Alors, au bout du compte, que reste-t-il de « Norman Fucking Rockwell » au delà des chansons déjà entendues depuis plusieurs semaines ou mois ? C’est finalement la grande interrogation de ce sixième album slow tempo, la faute à des titres ultra puissants comme Mariners Apartment Complex ou la reprise de Sublime, Doin Time, à côté desquels les vrais inédits comme Love Song ou How to disappear semblent pâlots, voire anecdotique. Disque de slow à écouter à l’horizontal, limite létal, « Norman Fucking Rockwell » abrite tout de même quelques surprises (California ou The Greatest) mais ceux qui pensaient que la grande sœur spirituelle de Lorde pourrait se transformer en Courtney Love en auront forcément pour leur argent. Pas beaucoup de larsen sur l’album, et blague à part, pas plus de batterie. Tout est ici joué en sourdine comme autant de comptines qui feront du bien à ceux qui n’en peuvent plus d’entendre Nicki Minaj gueuler des choses vulgaires.

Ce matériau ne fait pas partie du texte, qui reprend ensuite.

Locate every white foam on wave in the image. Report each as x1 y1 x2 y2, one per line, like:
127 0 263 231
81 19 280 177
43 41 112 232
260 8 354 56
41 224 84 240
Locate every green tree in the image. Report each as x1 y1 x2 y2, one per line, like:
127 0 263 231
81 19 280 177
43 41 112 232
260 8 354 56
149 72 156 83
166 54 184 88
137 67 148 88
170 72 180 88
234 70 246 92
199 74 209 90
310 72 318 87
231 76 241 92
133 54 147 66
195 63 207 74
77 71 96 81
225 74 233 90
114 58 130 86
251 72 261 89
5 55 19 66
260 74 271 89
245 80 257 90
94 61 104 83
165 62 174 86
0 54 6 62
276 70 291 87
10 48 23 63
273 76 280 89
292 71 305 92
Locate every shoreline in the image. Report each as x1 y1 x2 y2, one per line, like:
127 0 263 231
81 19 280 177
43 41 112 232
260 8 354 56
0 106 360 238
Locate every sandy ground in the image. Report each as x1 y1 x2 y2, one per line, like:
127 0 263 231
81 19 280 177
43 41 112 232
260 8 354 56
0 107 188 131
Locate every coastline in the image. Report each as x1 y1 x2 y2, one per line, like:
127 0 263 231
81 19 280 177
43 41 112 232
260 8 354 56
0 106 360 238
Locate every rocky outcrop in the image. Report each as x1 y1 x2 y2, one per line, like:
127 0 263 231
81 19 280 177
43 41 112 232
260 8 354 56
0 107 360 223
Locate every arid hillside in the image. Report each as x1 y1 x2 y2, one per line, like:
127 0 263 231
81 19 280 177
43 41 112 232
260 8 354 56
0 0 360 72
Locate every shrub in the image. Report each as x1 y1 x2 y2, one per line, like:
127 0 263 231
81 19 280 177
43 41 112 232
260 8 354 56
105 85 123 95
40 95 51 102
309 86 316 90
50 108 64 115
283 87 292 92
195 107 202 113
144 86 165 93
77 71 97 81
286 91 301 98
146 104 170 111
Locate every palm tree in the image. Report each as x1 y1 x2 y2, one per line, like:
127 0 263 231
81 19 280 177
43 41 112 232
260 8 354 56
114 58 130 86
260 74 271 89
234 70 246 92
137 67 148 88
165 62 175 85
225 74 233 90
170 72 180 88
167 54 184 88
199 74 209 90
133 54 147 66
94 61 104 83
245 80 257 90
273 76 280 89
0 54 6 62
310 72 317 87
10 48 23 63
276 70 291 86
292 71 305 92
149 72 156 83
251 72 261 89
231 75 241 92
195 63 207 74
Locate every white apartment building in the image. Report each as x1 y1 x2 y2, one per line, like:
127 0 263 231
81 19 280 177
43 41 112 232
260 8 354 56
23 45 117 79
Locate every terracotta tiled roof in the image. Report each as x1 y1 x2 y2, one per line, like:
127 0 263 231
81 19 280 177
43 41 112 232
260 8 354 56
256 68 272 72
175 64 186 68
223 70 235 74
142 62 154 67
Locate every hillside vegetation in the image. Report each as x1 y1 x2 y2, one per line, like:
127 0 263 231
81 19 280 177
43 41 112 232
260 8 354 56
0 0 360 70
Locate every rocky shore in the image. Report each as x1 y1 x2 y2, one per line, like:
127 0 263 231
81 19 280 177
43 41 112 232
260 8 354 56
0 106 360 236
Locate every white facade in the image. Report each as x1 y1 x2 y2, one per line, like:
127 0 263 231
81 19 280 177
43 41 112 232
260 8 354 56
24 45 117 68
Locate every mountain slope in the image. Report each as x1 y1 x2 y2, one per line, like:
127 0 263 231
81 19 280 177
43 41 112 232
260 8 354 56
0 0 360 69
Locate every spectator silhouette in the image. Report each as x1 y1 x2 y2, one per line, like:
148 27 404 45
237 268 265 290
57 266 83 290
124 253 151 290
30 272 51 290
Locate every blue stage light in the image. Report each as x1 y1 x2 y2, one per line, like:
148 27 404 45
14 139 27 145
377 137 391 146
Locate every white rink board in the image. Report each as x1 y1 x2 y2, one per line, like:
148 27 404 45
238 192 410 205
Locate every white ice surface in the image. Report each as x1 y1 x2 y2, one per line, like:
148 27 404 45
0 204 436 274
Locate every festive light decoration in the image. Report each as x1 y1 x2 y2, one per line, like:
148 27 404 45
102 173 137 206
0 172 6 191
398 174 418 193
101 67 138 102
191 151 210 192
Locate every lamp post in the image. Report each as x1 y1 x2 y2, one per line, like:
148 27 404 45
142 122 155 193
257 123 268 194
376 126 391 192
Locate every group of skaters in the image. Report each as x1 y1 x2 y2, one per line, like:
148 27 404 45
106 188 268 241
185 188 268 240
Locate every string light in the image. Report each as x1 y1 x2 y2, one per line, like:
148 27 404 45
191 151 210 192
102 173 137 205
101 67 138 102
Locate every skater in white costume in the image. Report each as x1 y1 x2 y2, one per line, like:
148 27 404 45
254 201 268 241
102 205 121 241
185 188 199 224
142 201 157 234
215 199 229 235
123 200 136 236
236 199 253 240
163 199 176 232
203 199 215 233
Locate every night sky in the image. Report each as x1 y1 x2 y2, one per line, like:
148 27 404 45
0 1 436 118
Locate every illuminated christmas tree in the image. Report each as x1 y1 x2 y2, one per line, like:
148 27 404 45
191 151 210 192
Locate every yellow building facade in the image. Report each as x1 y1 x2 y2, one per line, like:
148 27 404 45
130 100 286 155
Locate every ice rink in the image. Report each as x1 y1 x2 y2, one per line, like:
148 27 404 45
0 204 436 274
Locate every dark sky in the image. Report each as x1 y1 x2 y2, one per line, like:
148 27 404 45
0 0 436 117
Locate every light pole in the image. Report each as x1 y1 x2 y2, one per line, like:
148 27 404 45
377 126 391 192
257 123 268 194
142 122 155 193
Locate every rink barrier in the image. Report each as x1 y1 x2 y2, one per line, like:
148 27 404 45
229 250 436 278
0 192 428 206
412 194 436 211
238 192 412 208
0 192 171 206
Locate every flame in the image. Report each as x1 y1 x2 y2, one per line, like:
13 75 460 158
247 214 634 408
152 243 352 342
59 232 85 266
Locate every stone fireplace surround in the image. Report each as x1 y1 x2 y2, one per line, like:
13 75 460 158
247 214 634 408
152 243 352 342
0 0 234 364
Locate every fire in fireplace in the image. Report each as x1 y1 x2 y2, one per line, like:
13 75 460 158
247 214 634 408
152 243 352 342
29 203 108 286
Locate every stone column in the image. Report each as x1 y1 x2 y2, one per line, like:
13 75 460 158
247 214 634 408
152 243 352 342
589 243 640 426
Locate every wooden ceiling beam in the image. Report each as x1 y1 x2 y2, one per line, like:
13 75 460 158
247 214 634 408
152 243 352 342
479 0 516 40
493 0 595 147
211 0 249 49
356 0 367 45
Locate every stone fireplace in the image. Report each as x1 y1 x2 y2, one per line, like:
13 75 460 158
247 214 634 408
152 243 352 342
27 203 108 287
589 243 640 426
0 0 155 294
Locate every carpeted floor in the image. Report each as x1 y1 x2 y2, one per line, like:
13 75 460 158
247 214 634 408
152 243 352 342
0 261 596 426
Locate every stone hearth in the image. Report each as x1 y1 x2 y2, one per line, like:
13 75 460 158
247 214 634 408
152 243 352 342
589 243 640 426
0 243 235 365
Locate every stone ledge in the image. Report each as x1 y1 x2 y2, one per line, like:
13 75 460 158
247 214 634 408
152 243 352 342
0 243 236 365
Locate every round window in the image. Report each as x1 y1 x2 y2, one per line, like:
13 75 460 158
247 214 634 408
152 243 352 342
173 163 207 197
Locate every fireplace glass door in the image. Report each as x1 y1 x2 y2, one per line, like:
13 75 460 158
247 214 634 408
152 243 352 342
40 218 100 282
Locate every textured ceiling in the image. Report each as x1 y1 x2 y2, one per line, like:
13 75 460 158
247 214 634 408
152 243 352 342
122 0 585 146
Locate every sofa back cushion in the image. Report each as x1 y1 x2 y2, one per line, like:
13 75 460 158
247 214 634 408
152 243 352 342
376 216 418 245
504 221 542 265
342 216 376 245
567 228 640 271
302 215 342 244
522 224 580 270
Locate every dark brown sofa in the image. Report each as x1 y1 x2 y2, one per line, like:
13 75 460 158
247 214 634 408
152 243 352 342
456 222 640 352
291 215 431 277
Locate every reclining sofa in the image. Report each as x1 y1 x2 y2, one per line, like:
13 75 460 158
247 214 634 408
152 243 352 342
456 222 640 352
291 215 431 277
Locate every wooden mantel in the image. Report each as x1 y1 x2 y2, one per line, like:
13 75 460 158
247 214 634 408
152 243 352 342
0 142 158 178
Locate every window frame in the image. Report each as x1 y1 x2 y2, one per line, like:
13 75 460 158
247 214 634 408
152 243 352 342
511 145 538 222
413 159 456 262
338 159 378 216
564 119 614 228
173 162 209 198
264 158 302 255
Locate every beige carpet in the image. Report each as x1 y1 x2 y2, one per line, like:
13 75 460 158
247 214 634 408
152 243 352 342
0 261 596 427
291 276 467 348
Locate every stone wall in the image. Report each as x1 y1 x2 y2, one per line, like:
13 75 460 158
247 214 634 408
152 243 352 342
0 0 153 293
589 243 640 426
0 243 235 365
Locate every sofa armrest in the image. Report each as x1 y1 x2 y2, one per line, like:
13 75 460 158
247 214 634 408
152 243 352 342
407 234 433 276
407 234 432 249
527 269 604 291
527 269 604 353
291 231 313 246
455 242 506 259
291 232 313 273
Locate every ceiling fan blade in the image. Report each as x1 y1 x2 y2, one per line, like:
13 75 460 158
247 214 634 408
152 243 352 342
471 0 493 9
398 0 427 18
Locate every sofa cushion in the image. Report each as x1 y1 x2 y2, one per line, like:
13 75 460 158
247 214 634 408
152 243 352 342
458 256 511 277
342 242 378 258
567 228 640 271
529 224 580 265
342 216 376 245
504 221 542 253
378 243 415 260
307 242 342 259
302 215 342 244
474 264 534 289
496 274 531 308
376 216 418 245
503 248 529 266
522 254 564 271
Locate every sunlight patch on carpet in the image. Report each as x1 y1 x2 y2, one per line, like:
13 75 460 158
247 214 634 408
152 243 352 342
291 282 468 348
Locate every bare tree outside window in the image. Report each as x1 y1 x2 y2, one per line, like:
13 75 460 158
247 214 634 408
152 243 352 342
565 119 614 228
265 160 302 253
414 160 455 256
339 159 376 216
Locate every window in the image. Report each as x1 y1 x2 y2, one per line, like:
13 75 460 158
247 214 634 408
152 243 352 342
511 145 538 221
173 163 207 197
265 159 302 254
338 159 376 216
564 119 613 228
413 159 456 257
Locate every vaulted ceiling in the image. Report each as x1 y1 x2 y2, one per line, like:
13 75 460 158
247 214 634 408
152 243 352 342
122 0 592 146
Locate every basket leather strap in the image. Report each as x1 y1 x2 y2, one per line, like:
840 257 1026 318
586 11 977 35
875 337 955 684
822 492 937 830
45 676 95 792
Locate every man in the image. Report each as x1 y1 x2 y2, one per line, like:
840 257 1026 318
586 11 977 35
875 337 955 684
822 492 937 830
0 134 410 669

Décrit par Lana comme « un album folk et un peu surf », ce sixième album en 13 ans de carrière continue de creuser un sillon, voire de labourer un terrain, bien connu des fans : celui de la grandeur de l’Amérique d’hier, et qu’on retrouve encore une fois sur la pochette, vintage à souhait, et où la musicienne s’amuse à prendre une pose à la Kate Winslet dans Titanic. Que comprendre de cette mise en scène ? D’abord que Del Rey possède un féroce humour, souvent mésestimé par les critiques, et qui lui permet de se rincer facilement après les pluies de critique. Ensuite, que l’icône américaine, comme Tarantino dans son dernier film, se plait à revisiter un pays qui n’existe plus. Car musicalement, « Norman Fucking Rockwell » n’invente pas grand chose ; il n’a d’ailleurs pas été conçu pour ça. S’il rebat les cartes, c’est peut-être en terme de chronologie puisque le format album permet à Lana de réassembler ses petites vignettes lâchées au fur et à mesure dans un grand livre souvenirs où tout sonne un peu sépia.
Quant au nom de l’album, il se raconte que l’Américaine l’aurait trouvé alors qu’elle testait des harmonies en studio en prononçant le nom du peintre mort en 1978. Et puis là, tilt : « Bordel, c’est bon j’ai le nom de l’album, ça s’appellera ‘’Norman fucking Rockwell’’ ! ». Voilà encore un mystère insondable chez cet artiste qui l’est tout autant. Mais en le réécoutant attentivement, on se dit qu’elle aurait mieux fait de l’appeler « Nancy fucking Sinatra ».